Crucially, LIGO's Hanford interferometer was in "science mode" on
February 1st last year, when several space telescopes registered a
short burst of gamma rays in the direction of the nearby Andromeda
galaxy.

First glimpsed 40 years ago, gamma-ray bursts (GRBs) are among the
most energetic and mysterious events in the universe. They come in
two broad types: "long", lasting between 2::s and a few minutes; and
"short", lasting from a few milliseconds to 2::s. In 2003 researchers
successfully traced the former to supernovae, but astrophysicists are
only beginning to understand the origins of short GRBs.

Colliding black holes

The leading candidate for the majority of short GRBs is the merger of
two ultra-dense objects such as neutron stars or black holes -
events that should also produce a burst of gravitational waves.
However, at a conference on GRBs held in Santa Fe last November, the
LIGO team announced that its interferometers had detected no such
signature at the time when "GRB070201" went off.
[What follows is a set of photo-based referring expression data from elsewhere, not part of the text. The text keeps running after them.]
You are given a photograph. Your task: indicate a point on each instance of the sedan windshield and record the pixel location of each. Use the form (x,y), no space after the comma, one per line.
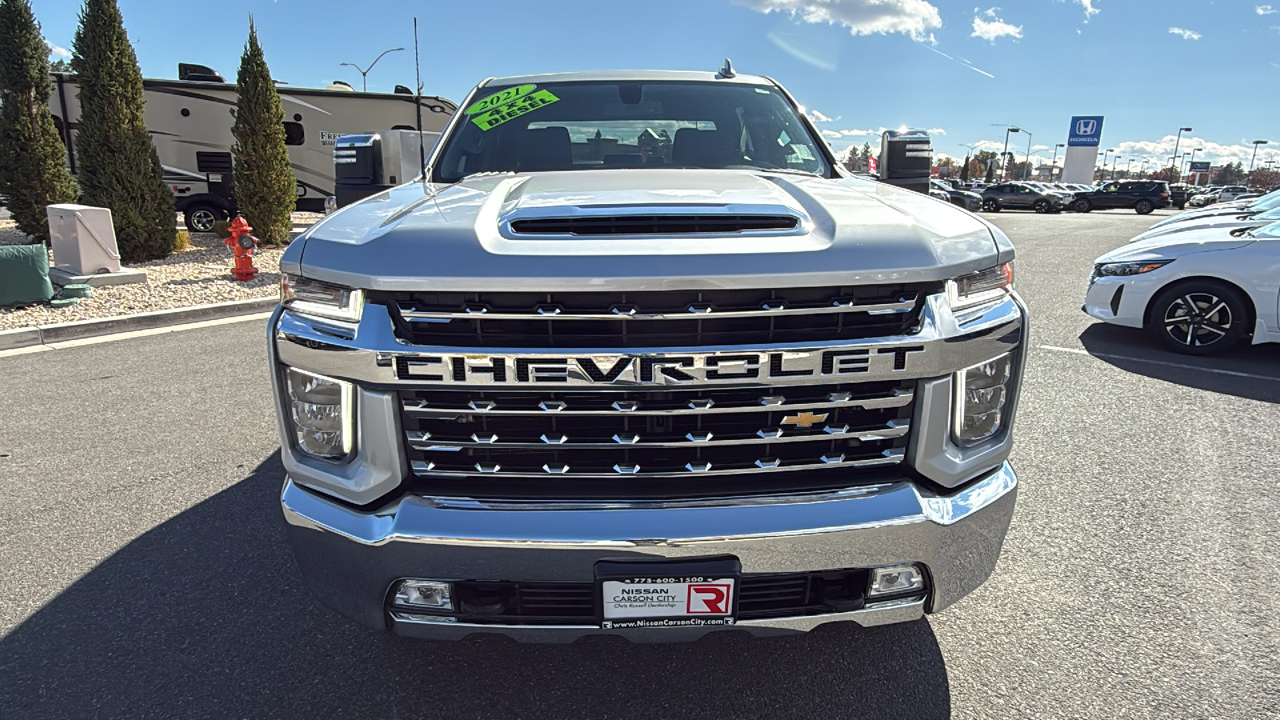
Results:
(574,126)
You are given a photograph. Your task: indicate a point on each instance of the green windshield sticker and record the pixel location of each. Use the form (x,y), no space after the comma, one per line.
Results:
(512,109)
(501,98)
"We know that coalescing binary have to produce gravitational waves,"
says Jim Hough of Glasgow University , who is principle investigator
for the UK of the GEO600 gravitational wave detector based in
Hannover, Germany. "Therefore, either the source was not a coalescing
binary or there is some exotic situation where the gravitational
waves disappear into another dimension. The latter seems unlikely,
but would be very exciting of course!"

Other causes for the event, such as a "soft gamma ray repeater" (SGR)
or a binary merger from much further away, are now the most likely
contenders. However, Stan Woosley of the University of California at
Santa Cruz -- who was one of the first to link long-lived GRBs with
supernovae -- points out that the merger of neutron stars is excluded
only to the 90% level, which is not as tight as astrophysicists would
like. " If the event was indeed in Andromeda, it was likely a SGR.
The likelihood of two neutron stars merging in this nearby galaxy
while we happen to be watching is perhaps one in a million years ,"
he says. "However, the result is a technological tour de force which
illustrates the potential of co-ordinated gravity wave and gamma-ray
observations."

The result has recently been accepted for publication in the
Astrophysical Journal.

Has LIGO found any gravitational waves at all? Or could this be a billion dollar version of Michelson Morley?
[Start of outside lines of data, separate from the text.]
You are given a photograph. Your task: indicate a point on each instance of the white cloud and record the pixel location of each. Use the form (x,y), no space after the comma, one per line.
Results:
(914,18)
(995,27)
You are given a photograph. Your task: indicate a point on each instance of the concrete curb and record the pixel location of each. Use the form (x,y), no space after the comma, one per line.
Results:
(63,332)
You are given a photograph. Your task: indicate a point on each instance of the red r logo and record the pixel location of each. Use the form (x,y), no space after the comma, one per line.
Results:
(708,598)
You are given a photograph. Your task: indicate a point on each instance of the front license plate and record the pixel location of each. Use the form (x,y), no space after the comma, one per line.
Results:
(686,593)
You should go to the LIGO Pages and read the published results. BTW
null results are extremely important in science... the Michelson Morley
was one of many.


I did. I couldn't find any references to actually finding gravity waves - just stuff about improving detector accuracy etc. Have they actually found any?

And I am aware that null results are important in physics, which is why I specifically compared LIGO to MM. However, having failed to find ether drift, physicists didn't propose spending billions of dollars building more accurate versions of the MM. Null results give you only one "bit" of information. If gravity waves are detected, it would give us far more usable information than getting a null result, and in this sense a null result is the least valuable outcome. One has to wonder if its worth spending billions to produce an instrument that produces no observational data - the fact that it doesn't produce data is interesting, but I doubt that it is worth the money being spent.
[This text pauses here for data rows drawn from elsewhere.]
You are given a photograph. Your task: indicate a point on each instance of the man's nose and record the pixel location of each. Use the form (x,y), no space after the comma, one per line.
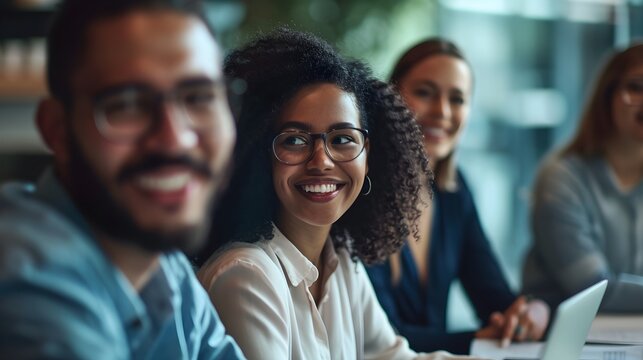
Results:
(173,130)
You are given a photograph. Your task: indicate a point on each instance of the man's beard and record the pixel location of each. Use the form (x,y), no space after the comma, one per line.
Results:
(111,218)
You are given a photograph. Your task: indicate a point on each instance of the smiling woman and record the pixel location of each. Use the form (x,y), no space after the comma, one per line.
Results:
(328,166)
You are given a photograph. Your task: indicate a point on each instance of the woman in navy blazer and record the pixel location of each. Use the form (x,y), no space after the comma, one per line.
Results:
(435,80)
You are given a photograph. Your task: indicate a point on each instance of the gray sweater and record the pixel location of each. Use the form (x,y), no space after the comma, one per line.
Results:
(585,229)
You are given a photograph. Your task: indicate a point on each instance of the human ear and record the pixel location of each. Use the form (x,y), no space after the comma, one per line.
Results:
(50,120)
(367,147)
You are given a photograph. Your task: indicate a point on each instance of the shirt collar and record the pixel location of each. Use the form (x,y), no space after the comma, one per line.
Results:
(296,266)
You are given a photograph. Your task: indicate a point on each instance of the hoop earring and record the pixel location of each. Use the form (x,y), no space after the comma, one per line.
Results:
(370,186)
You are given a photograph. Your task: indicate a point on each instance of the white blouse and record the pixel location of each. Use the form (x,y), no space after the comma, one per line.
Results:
(261,293)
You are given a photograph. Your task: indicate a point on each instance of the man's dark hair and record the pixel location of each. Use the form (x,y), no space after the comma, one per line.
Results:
(274,68)
(67,37)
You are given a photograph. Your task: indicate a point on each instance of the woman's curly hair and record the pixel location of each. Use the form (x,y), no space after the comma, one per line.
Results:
(270,71)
If LIGO produces no observational data, will it continue to be operated, essentially repeating the same experiment and same outcomes day after day - like a continuously running version of MM? Or, if no gravitational waves are detected, will they decommission LIGO and use the money tied up in operation to run experiments that actually do provide usable experimental data?

So, has LIGO detected any gravity waves? Is there any experimental evidence that these exist at all? Could we be pissing billions of dollars away building a device to measure something that doesn't actually exist?